Scotts Landing-Mahurangi East had a population of 207 in the 2023 New Zealand census, an increase of 30 people (16.9%) since the 2018 census, and an increase of 15 people (7.8%) since the 2013 census. There were 102 males, 102 females and 3 people of other genders in 87 dwellings. 2.9% of people identified as LGBTIQ+. The median age was 63.1 years (compared with 38.1 years nationally). There were 24 people (11.6%) aged under 15 years, 12 (5.8%) aged 15 to 29, 87 (42.0%) aged 30 to 64, and 81 (39.1%) aged 65 or older.

People could identify as more than one ethnicity. The results were 98.6% European (Pākehā), 8.7% Māori, 1.4% Pasifika, and 1.4% Asian.
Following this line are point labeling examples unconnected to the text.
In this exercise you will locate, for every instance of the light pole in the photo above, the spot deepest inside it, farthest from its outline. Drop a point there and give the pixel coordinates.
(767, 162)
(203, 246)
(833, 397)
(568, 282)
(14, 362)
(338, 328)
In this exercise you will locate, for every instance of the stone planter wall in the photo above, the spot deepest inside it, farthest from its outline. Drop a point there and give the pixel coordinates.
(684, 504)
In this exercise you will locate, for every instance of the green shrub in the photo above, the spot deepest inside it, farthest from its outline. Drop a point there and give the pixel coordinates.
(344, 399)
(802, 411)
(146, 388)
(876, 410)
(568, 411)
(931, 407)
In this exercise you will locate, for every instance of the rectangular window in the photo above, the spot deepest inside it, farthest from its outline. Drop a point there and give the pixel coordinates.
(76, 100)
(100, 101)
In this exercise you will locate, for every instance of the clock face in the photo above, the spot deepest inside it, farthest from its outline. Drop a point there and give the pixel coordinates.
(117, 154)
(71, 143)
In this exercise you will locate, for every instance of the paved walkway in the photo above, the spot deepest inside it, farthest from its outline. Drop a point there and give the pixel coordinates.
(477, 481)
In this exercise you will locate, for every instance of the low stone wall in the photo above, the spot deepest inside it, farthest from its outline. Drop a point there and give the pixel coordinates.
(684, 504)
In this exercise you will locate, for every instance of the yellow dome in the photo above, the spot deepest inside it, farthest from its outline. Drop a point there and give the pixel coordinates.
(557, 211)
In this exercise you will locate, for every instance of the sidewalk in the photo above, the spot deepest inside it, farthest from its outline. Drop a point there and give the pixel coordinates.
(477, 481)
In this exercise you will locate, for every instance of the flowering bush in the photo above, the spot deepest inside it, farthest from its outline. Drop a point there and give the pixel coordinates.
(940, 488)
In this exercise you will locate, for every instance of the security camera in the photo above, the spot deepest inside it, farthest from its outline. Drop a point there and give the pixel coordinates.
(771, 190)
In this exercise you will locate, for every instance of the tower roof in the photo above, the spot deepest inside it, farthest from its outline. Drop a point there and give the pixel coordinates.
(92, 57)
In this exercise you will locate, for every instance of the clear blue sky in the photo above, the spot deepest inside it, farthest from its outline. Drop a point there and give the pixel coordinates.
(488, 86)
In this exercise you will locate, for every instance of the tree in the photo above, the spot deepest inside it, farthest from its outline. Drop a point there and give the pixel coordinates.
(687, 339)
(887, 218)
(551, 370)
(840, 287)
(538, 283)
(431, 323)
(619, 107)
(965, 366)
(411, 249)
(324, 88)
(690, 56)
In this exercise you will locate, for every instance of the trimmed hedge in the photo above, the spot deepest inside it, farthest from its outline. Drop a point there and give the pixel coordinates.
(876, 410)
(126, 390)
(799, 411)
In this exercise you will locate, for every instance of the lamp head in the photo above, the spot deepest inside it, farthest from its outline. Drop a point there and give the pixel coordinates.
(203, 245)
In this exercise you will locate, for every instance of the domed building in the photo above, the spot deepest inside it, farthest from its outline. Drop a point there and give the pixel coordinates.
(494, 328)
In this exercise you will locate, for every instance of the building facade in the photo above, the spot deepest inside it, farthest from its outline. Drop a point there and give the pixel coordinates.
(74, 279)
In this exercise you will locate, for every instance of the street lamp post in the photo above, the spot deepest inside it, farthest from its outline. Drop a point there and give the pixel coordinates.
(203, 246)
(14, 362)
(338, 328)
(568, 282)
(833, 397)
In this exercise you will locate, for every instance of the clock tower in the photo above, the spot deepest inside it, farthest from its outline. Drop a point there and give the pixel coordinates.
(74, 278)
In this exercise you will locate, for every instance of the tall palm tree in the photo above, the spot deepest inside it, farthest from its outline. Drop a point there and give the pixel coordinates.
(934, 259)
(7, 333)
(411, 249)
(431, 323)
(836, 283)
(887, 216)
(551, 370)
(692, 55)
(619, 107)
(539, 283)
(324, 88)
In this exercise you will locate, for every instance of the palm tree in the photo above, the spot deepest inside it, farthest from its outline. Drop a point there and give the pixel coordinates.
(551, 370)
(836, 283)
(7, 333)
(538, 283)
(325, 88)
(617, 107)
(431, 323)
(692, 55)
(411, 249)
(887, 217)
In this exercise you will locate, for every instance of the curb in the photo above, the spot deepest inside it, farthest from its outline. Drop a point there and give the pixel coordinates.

English was spoken by 100.0%, Māori language by 1.4%, and other languages by 7.2%. The percentage of people born overseas was 26.1, compared with 28.8% nationally.

Religious affiliations were 27.5% Christian, 1.4% Buddhist, 1.4% New Age, and 1.4% other religions. People who answered that they had no religion were 60.9%, and 8.7% of people did not answer the census question.

Of those at least 15 years old, 54 (29.5%) people had a bachelor's or higher degree, 87 (47.5%) had a post-high school certificate or diploma, and 18 (9.8%) people exclusively held high school qualifications. The median income was $45,300, compared with $41,500 nationally. 30 people (16.4%) earned over $100,000 compared to 12.1% nationally. The employment status of those at least 15 was that 54 (29.5%) people were employed full-time and 42 (23.0%) were part-time.

==Amenities==

Mahurangi Regional Park at Scott Point

Burton Wells Scenic Reserve is a park named after a local surveyor.